I've been working on building an electronic harp mandolin (previously, previously, previously). I got it all hooked up, but unfortunately I'm running into pretty bad interference, and need to redesign it.

Going back a bit, I had designed a circuit for testing and breadboarded it. It worked very well, and I wrote a bunch of code to interpret the pluck signals. [1] Here's a video of the breadboard version, showing both velocity sensitivity and direction detection:

I did a bit of soldering and got the full version hooked up:

Unfortunately I got very large amounts of interference. Here are all 18 pins, though only 13 have piezos attached:

It's even worse if move my hand close, and terrible if I touch one of the teeth:

Note the change in scale:

This looks like powerline interference, sinusoidal at ~60Hz. And then even if I don't touch it or do anything, I'll see spikes, which I think are probably other radio interference?

I made some attempts to fix this in software, though nothing super sophisticated. One option is to figure that mains interference affects all the pins equally and is close to synchronized, so we can just subtract the average across all pins from each pin. This works pretty well, except we still see those spikes:

I guess those hit different lines differently, depending on which path each takes through my ball of wires?

A different idea was to compute the correlations between each pair of pins, and use the two most similar pins to denoise each pin (you can't use just one pin, because then you can't tell which was plucked). This worked better for some pins than others, and didn't resolve the spikes:

Possibly I could do some sort of low-pass filtering to remove these spikes, but I'm guessing this is better to fix in hardware?

I think the key question is, why did I get good results with the breadboard prototype, but not the full version? I can think of a few things I've changed:

• I now have 13 teeth hooked up, instead of one or two.

• All 13 teeth are electrically connected on the black side, which includes the metal of the teeth for 11 of them (on 2 the brass of the piezo happened to end up insulated from the tooth by a full layer of epoxy).

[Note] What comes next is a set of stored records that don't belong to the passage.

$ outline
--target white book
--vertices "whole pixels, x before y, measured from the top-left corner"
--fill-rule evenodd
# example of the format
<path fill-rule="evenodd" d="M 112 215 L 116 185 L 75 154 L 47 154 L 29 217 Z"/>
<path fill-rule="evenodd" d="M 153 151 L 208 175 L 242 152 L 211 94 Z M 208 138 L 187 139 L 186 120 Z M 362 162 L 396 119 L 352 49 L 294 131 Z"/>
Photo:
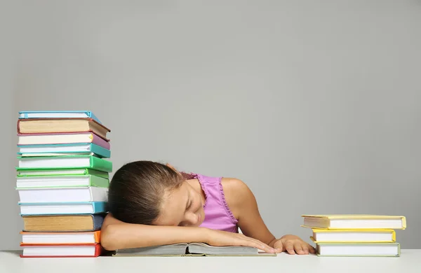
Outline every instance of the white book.
<path fill-rule="evenodd" d="M 319 243 L 319 256 L 386 256 L 401 255 L 399 243 Z"/>
<path fill-rule="evenodd" d="M 311 238 L 316 243 L 326 242 L 394 242 L 394 230 L 313 230 Z"/>
<path fill-rule="evenodd" d="M 22 244 L 95 244 L 98 232 L 21 232 Z"/>
<path fill-rule="evenodd" d="M 18 189 L 21 203 L 107 202 L 107 188 Z"/>
<path fill-rule="evenodd" d="M 108 187 L 109 180 L 102 177 L 84 176 L 18 176 L 16 178 L 16 188 L 54 188 L 54 187 Z"/>
<path fill-rule="evenodd" d="M 22 257 L 93 257 L 99 254 L 97 245 L 92 246 L 30 246 L 25 245 Z"/>
<path fill-rule="evenodd" d="M 21 215 L 92 214 L 106 212 L 105 202 L 19 203 Z"/>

• All teeth share a black wire to the board, so I'd need to hook fewer things up, but maybe breaking the symmetry here was a bad idea.

• The piezo wires are thin and short, and I soldered on extensions to make them easier to work with, but these longer cables should be better at picking up interference.

All of these sound not ideal, but I don't know enough electrical engineering to figure out what to prioritize, or what to test. After a bit of reading, here's what I think I should do:

1. Instead of bare signal wires and a shared black wire, switch each piezeo to shielded cable.

2. Put the board inside a metal box (or a cardboard box wrapped in tinfoil in testing).

3. Redesign the board so the piezo ground is true ground, and use an op-amp to bias the output up.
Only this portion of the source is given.